We'd love to meet! I'll send you a private message and figure out a date. Looking forward.:highfive:


----------



## ArreauStandardPoodle (Sep 1, 2009)

I could be talked into bringing Pearl down for a meet up later this Spring/early summer! I'd love to meet more folks from the forum. It is a two hour drive, but so worth it!


----------



## ChantersMom (Aug 20, 2012)

Ugh...I'm in Ottawa but I do have family in Mississauga...We don't often bring Chanter but if I do sometime in the summer I will let you know! yes, the doodles have the desire but not the speed. Even at the age of 4 years, Chanter plays best with young puppies and he can still wear them out.


----------



## Siskojan (Mar 13, 2011)

I was just visiting in Toronto to help my daughter move and I was blown away by how many dogs one sees just out and about (including 2 beautiful large white standards in full show coat continental clips on Davenport Ave) I saw a few other poodles, tons of pugs, and I lost count of the doodles. Just about every dog I saw was calm and well behaved, maybe it's because they are all out and about in busy public places from a young age and all get well socialized and accustomed to the city life. It seems to be an extremely dog-friendly city.


----------



## ososmart (Jan 2, 2015)

Hello Arreau, it would be a lot of fun to have our Poodles run and play together. I'm just trying to arrange a play date with MonicaLin and once we get together then we could find a suitable place and have you come when it is convenient for you. 
Will keep you posted.


----------



## MonicaLin (Mar 18, 2014)

ArreauStandardPoodle said:


> I could be talked into bringing Pearl down for a meet up later this Spring/early summer! I'd love to meet more folks from the forum. It is a two hour drive, but so worth it!

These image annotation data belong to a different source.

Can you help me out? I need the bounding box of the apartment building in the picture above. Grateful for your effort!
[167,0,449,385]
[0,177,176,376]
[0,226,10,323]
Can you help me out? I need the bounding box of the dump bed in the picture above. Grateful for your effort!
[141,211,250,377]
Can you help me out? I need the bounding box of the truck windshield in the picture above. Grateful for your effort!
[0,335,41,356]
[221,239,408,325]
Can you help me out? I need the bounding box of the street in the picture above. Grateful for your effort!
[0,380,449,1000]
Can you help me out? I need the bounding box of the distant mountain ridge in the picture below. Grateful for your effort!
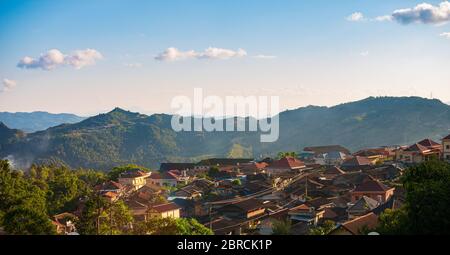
[0,97,450,170]
[0,111,85,133]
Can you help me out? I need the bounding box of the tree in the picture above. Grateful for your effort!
[272,219,292,235]
[231,179,242,186]
[108,164,150,181]
[375,208,408,235]
[378,160,450,235]
[134,217,213,235]
[309,220,336,235]
[3,207,56,235]
[208,166,220,177]
[76,195,133,235]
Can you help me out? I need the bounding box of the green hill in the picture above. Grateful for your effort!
[0,97,450,170]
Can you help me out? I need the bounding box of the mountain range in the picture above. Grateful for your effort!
[0,97,450,170]
[0,111,85,133]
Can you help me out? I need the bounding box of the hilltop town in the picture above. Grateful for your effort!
[23,132,450,235]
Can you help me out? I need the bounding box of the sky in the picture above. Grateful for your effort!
[0,0,450,116]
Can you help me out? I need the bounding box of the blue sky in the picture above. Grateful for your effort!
[0,0,450,115]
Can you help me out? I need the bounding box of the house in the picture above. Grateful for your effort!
[219,198,266,219]
[159,163,195,172]
[365,165,403,180]
[319,166,345,180]
[442,135,450,161]
[52,212,77,235]
[314,151,347,166]
[303,145,350,155]
[329,212,378,235]
[258,208,290,235]
[341,156,373,171]
[194,158,254,170]
[147,202,181,219]
[95,181,126,199]
[119,169,150,190]
[347,196,381,219]
[353,148,390,164]
[396,139,443,164]
[147,171,178,187]
[351,176,395,203]
[266,157,306,174]
[288,203,325,225]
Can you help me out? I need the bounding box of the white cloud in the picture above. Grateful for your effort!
[374,15,392,22]
[155,47,247,61]
[359,51,369,57]
[253,54,277,59]
[17,49,103,70]
[1,78,17,92]
[123,63,143,68]
[347,12,365,22]
[392,1,450,25]
[439,32,450,39]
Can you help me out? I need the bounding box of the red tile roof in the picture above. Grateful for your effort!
[353,176,392,192]
[342,212,378,235]
[405,143,430,153]
[151,203,180,213]
[269,157,305,169]
[342,156,372,166]
[418,139,441,148]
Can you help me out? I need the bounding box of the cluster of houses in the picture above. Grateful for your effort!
[55,135,450,235]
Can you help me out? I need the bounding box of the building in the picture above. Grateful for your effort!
[119,169,150,190]
[341,156,373,171]
[266,157,306,174]
[330,212,378,235]
[288,204,325,225]
[351,176,395,203]
[347,196,381,219]
[147,203,180,219]
[159,163,195,172]
[303,145,350,155]
[147,171,178,187]
[220,198,266,219]
[396,139,443,164]
[442,135,450,161]
[314,151,347,166]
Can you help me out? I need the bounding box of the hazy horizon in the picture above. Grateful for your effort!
[0,0,450,116]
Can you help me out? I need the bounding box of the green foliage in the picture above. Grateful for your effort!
[5,97,450,168]
[309,220,336,235]
[208,166,219,177]
[378,161,450,235]
[108,164,150,181]
[231,179,242,186]
[0,160,54,234]
[135,217,213,235]
[76,196,133,235]
[272,219,292,235]
[277,151,297,159]
[3,207,56,235]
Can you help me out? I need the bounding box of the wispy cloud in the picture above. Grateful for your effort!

Arreau, that would be splendid! We'd make it worth the drive. It'd be great fun.


----------



## MonicaLin (Mar 18, 2014)

Siskojan said:


> Just about every dog I saw was calm and well behaved, maybe it's because they are all out and about in busy public places from a young age and all get well socialized and accustomed to the city life. It seems to be an extremely dog-friendly city.


That's exactly it Siskojan. The thing I find about living in a dense urban area is that I feel more of a sense of urgency to get my dog walking well and trained. There's so many people and pets around here all the time. If we lived at the cottage all year, then I'd probably be more easy going. I love that there are so many dogs in our neighborhood.


----------



## MonicaLin (Mar 18, 2014)

RunChanter said:


> Ugh...I'm in Ottawa but I do have family in Mississauga...We don't often bring Chanter but if I do sometime in the summer I will let you know! yes, the doodles have the desire but not the speed. Even at the age of 4 years, Chanter plays best with young puppies and he can still wear them out.


Sounds great RunChanter. Please let us know if you're in town with Chanter!! Btw, Ottawa's a great city. Love the Glebe and the canal.


----------



## ChantersMom (Aug 20, 2012)

MonicaLin: I certainly will let you know!


----------



## ArreauStandardPoodle (Sep 1, 2009)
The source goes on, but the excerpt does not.